Space Force Plans Ahead for Future of Rocket Launches

The Space Force is thinking ahead to what it might need from rocket providers at the end of the decade, as it plans for the next phase of the National Security Space Launch program.

The service released a request for information on Nov. 10 to open a more formal discussion between the government and launch companies of all sizes on the path forward. Military officials are considering rocket launches for everything from transporting cargo through orbit to points around the globe, to rapidly upgrading and repopulating groups of intelligence and communications satellites if attacked.

“Given the rapidly increasing threat from our nation’s adversaries, the United States Space Force is focused on ensuring our national space capabilities retain their technological advantage and maintain U.S. superiority in the space domain,” the RFI said. “To that end, the USSF is considering establishing a research, development, test, and evaluation program to accelerate the development of transformational commercial space access, mobility, and logistics technologies that can be on-ramped when available.”

The global space industry is undergoing a major transformation as countries and companies plan new ways to use and travel the cosmos. Cutting the cost and time it takes to put a satellite or other spacecraft on orbit has started to revolutionize military planning, which now prioritizes ease of access to space.

“We’re really interested in where innovative industries are seeing launch going in the future and what they’re doing to get to that future,” Col. Robert P. Bongiovi, the Space and Missile Systems Center’s launch enterprise director, said Nov. 19. “It’s not just, how do we get from Earth to orbit? What are the different on-orbit [concepts of operations] that might drive different launch needs, what do we need to be doing to get these future constellations up there?”

Speaking at an AFA Mitchell Institute for Aerospace Studies event, Bongiovi said the RFI will shape Space Force investments starting in 2025. The service recently decided to keep United Launch Alliance and SpaceX as its two major rocket manufacturers under Phase Two of the NSSL program. The companies will handle many key military and intelligence launches starting in fiscal 2022 as part of that effort.

The next phase of NSSL is slated for the late 2020s, when the U.S. hopes to have set up camp on the moon and space operations promise to look markedly different. Bongiovi wants to avoid locking the military into particular requirements that could be obsolete by then, while still imagining how to maintain a growing set of space technologies that terrestrial troops increasingly rely on.

“This is why we’re trying to keep our aperture open,” he said. “Maybe there’s a part of the contract that is very focused on the strategic capability and that’s what gets us to the end of the decade or into the next decade.”

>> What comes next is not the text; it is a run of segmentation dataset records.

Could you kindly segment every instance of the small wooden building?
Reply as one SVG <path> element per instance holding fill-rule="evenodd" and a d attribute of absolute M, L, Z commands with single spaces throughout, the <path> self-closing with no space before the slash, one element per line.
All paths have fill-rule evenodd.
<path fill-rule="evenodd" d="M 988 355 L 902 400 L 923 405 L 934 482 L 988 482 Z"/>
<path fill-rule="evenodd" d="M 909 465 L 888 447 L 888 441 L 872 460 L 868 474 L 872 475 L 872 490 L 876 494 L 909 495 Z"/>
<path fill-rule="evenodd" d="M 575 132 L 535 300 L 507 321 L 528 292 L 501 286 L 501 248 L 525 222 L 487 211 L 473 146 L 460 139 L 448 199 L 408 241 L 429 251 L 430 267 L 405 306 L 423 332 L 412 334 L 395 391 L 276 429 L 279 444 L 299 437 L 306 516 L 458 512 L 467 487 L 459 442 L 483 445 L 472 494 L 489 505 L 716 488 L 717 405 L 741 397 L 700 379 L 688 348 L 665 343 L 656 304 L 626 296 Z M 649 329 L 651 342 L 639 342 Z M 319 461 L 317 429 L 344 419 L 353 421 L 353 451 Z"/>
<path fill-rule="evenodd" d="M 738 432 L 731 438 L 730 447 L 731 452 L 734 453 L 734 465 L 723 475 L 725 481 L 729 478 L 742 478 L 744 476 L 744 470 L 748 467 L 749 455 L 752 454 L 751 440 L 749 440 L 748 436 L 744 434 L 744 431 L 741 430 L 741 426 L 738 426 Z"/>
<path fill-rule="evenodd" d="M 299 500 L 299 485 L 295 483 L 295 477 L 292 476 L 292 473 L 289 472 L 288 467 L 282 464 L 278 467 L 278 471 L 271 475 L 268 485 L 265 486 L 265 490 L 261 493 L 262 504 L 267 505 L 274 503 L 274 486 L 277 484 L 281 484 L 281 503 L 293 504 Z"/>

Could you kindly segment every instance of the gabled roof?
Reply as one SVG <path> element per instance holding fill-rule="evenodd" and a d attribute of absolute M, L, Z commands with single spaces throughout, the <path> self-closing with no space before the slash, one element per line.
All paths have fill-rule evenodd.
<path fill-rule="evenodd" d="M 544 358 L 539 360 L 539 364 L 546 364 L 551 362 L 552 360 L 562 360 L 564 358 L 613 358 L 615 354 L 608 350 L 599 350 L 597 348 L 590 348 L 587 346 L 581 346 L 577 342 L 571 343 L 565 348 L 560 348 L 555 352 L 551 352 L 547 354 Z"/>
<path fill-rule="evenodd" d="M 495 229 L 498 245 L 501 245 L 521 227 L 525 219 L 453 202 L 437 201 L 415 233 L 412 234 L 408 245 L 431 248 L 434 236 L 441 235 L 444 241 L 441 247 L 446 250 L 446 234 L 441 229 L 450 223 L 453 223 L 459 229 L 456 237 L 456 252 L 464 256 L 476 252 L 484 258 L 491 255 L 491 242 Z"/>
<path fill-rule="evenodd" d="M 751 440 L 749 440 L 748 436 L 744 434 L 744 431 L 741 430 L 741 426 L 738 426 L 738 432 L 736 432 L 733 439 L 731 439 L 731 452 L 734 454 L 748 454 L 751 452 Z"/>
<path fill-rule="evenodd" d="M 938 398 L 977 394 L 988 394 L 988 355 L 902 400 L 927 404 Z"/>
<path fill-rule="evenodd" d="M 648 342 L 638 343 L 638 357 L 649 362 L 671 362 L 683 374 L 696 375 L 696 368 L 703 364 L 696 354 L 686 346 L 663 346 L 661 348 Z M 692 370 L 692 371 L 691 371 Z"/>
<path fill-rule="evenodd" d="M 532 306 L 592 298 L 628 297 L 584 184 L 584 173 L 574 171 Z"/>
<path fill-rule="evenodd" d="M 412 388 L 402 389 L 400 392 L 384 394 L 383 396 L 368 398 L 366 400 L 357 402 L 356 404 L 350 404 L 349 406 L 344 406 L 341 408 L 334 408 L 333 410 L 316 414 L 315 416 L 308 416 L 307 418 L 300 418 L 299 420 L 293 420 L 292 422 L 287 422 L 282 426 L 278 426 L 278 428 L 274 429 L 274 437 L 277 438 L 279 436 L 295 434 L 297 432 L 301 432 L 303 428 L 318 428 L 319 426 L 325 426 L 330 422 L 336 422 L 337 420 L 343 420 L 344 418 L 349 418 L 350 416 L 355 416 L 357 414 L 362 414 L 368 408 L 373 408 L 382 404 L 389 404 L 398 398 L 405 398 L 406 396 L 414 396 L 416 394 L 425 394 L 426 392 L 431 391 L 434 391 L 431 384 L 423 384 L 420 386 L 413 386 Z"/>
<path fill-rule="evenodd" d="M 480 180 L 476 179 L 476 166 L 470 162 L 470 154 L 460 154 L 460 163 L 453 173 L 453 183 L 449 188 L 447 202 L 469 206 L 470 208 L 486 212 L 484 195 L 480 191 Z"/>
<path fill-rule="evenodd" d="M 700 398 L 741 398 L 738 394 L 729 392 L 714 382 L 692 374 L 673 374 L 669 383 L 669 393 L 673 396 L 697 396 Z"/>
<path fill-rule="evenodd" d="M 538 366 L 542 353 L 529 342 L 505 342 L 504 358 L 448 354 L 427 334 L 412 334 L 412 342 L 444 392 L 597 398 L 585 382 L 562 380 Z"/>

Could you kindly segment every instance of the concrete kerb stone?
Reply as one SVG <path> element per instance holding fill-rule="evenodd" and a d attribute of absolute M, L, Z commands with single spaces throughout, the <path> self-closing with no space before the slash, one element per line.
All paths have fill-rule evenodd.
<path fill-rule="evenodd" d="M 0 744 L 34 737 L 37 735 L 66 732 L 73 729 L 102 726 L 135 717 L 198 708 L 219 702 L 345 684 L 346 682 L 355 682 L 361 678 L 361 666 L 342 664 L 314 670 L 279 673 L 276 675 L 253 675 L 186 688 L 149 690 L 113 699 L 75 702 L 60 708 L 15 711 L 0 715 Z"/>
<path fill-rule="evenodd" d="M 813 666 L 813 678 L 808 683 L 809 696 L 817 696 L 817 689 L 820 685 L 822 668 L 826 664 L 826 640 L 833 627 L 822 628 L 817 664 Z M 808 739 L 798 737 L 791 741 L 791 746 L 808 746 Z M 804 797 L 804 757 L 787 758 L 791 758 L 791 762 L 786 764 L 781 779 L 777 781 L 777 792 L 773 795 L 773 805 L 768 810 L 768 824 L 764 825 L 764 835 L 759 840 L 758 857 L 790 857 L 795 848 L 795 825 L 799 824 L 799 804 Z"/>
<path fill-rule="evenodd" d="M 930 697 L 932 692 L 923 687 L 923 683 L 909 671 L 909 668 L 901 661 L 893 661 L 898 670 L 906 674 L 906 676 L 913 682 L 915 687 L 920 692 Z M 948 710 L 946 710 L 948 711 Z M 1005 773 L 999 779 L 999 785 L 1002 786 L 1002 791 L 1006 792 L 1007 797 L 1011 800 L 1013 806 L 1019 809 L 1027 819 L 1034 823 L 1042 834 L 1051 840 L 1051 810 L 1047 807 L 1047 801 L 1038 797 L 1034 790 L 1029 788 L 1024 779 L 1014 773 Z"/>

Not everything will be so long-term, though: SMC is “considering [research and development] investments in technologies that can be implemented within the next three to five years, as well as more revolutionary future capabilities which can be realized over the next decade and beyond,” the RFI said.

Officials could shape the program to focus on new technologies that may make military launches easier, cheaper, and capable of handing farther travel to places like cislunar orbit. They may also move away from the Phase Two approach of tapping two companies for heavy-lift rockets and let more participants into the program.

Bongiovi indicated the Space Force will try to shape NSSL to benefit the military, commercial players, and NASA, rather than only considering its own needs.

“We really need to understand better where things are going and where we need to go, and put that priority in place and put it against the rest of the Space Force’s priorities” to see what works, he said.